Diary of John Quincy Adams, volume 2

24th.

26th.

25th. JQA 25th. Adams, John Quincy
25th.

My Cousin and his mamma, went to Milton this afternoon. I went to see my Grandmamma. Miss N. Quincy, was here when I return'd: she proposes passing the week here. Two thousand pound, and an amiable disposition have not yet married her.
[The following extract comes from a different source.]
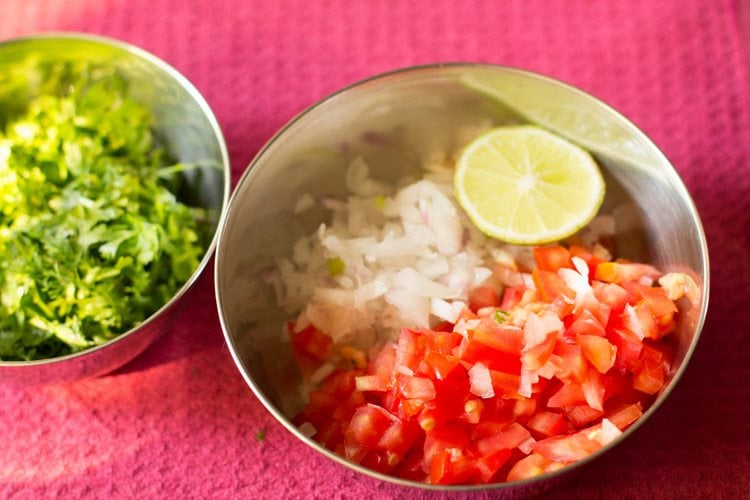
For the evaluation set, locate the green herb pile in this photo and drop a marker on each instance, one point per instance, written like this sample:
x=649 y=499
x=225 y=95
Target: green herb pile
x=92 y=237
It is strange how some girls, without either fortune, beauty, or any amiable qualities, have a talent at engaging a man's affections, so as to escape, the name of an old maid, which next to death is most dreaded by a female: and yet others with every qualification of the heart, which could promise happiness to an husband, with sense, and fortune, are forced to enter the ridiculous sisterhood; but there is no accounting for the opinions and caprices of mankind; they must be taken as they are; for better, for worse.1

I read the beggar's Opera,2 this evening, for the first time.... did not admire it.

1.

In 1790 Nancy married Rev. Asa Packard, minister at Marlborough, Mass. (Joseph Allen, The Worcester Association and Its Antecedents: A History of Four Ministerial Associations: The Marlborough, The Worcester (Old), the Lancaster, and the Worcester (New) Associations..., Boston, 1868, p. 114–116). After Nancy's marriage, which, according to JQA, “blasted even before the bud” AA's “darling project for the advancement” of her eldest son, JQA refined his ideas on the role of fortune in a prospective bride. Your son “never will be indebted,” he wrote to his mother, “to his wife for his property. I once seriously thought that I should easily be enabled to make matrimony an instrument of my Avarice or my Ambition. But really it is not so, and I am fully persuaded like Sancho, that if it should rain mitres in this way, there would be never an one to fit my head” (JQA to AA, 14 Aug. 1790, Adams Papers).

2.

John Gay, The Beggar's Opera, London, 1728.